Adding insult to injury, Green’s group stacked their literature at a table where members of the public were required to sign in for the hearing. The literature promoted a lunch for petition supporters paid for by Green’s New Energy Economy. Afterward, in the comments section of Scarantino’s report, Green made a feeble effort to show fairness by offering to let Rio Grande put materials out for public consumption.

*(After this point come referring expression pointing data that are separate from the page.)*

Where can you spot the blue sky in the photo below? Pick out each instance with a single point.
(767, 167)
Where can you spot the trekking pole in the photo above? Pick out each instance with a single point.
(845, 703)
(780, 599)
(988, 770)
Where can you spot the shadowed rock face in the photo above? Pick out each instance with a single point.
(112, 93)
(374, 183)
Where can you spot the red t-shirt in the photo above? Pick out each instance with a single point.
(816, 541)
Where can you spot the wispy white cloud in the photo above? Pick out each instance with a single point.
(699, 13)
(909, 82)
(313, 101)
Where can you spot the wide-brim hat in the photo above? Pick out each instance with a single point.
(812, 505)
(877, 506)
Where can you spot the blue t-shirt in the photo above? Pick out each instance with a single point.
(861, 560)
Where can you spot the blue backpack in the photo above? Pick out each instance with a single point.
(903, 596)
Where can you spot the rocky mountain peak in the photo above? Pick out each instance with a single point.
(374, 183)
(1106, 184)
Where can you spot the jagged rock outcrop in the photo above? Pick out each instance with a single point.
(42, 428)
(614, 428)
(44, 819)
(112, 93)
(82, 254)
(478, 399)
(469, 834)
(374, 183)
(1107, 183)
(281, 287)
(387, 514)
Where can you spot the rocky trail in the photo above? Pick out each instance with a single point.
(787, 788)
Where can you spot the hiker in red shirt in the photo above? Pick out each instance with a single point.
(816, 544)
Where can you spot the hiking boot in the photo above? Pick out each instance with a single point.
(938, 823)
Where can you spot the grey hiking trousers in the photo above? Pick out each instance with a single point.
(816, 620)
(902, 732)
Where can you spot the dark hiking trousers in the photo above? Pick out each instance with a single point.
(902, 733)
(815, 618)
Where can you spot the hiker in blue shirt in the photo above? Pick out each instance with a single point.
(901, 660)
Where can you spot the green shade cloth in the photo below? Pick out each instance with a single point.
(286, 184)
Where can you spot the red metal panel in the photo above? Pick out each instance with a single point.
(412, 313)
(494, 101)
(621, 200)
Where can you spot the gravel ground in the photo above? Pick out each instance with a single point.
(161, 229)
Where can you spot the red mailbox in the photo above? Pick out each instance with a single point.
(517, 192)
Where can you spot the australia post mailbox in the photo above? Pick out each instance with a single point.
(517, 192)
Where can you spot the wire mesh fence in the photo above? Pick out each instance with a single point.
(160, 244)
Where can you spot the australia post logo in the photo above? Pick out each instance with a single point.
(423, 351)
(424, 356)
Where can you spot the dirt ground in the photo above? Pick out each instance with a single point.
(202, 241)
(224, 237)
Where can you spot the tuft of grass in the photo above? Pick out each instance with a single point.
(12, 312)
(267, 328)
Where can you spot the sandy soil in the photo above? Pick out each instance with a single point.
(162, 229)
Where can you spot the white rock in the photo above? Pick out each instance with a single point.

Bob R Geologist, Tucson, AZ March 30, 2010 at 3:37 am

Thanks to Climategate, we have begun to stem the veritable tide of ignorance our green fanatics foisted on a naive populace with dire threats of runaway warming. They never bothered to study the books on the Earth’s climate history in their overbearing egotism that they could force world opinion to do their bidding. Their largest and most expensive ploy was to lure enough venal climate scientists to give credence to their shoddy hypothesis (AGW). What they forgot, there were thousands of retired scientists who, like myself, kept up with their science, all because it was their hold on life, their raison d’etre. The implications of the Kyoto Protocols hit me like a ton of bricks it was so bizarre. I’m sure the rest of my 30,000+ skeptical brethern, still active in their respective disciplines, felt something of the sort. I am satisfied that the true science is heavily weighted with the skeptic point of view and that CEI’s summation of the situation in a report dated last Fall (’09) is that “no one is able to point to a single piece of empirical evidence that man-made CO2 has a significant effect on the global climate.”